May 8 2007
Alzheimer's disease, Parkinson's disease, type 2 diabetes, the human version of mad cow disease (Creutzfeldt-Jakob disease), and other degenerative diseases are more closely related at the molecular level than many scientists realized, an international team of researchers, including an ESRF researcher, report in the journal Nature.
The brains of patients with these diseases contain harmful rope-like structures known as amyloid fibrils, which are protein molecules linked by water-tight “molecular zippers”.
“We have shown that the fibrils have a common atomic-level structure,” said David Eisenberg, a UCLA-DOE professor of chemistry and biology and a member of the research team. “All of these diseases are similar at the molecular level; all of them have a dry steric zipper. With each disease, a different protein transforms into amyloid fibrils, but the proteins are very similar at the atomic level.”
The UCLA team, together with scientists from the University of Copenhagen and the ESRF, carried out part of their research at the microfocus beamline at the ESRF, where they used a very small beam of X-rays to study micro-crystals. “It has been a great international collaboration,” Eisenberg said.
The research, while still preliminary, could help scientists develop tools for diagnosing these diseases, and potentially for treating them through “structure-based drug design,” said Eisenberg.
The researchers report 11 new three-dimensional structures of fibril forming segments, including those for both of the main proteins that form amyloid fibrils in Alzheimer’s disease.
“It has been a joy to see so many new structures,” said Michael Sawaya, member of the team. “We see many similarities, but some details are different. As we study more structures, we expect to determine the common features among them”.
“It is clear from the positions of the atoms where the zipper is,” Sawaya added. “Like pieces in a jigsaw puzzle, they have to fit together just right. We are finding out how they fit together.
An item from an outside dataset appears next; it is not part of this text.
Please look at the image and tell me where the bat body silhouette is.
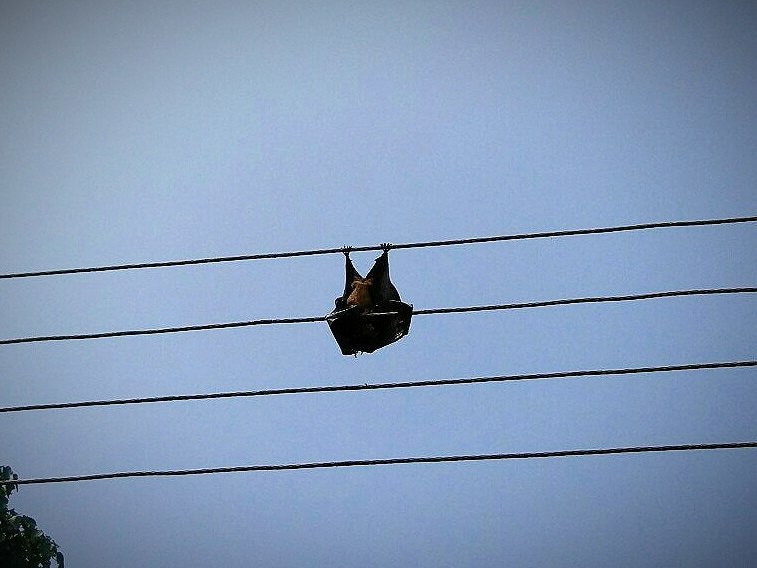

We don’t yet know all the ways of forming the zippers; we are working to fill in the missing pieces and are hopeful of doing so.”
The research shows that very short segments of proteins are involved in forming amyloid fibrils; Eisenberg and his colleagues know some of the segments. Knowing the segments makes it easier to design tests to detect whether a new drug is effective, Eisenberg noted. Several of the disease-related proteins contain more than one amyloid fibril-forming segment.
If the molecular zipper is universal in amyloid fibrils, as Eisenberg believes, is it possible to pry open the zipper or prevent its formation? The team can now produce fibrils and has developed a test to determine whether the fibrils break up, using a wide variety of chemical compounds. This strategy could be potentially used to break up the fibrils.
A mystery on which the new Nature paper sheds light is what causes different strains of prions (infectious proteins) in which the protein sequence is identical. Scientists present a strong hypothesis that the origin of prion strains is encoded in the packing of the molecules in the fibrils.
In an earlier Nature paper (9 June 2005), Eisenberg and his colleagues presented the three-dimensional structure of an amyloid-like protein from yeast that revealed the surprising molecular zipper.“In 2005, we were like prospectors who found flakes of gold in a stream,” Eisenberg said. “Now we see the real nuggets. In this paper, we present atomic-level structures for crystals related to fibrils from proteins associated with numerous human diseases.”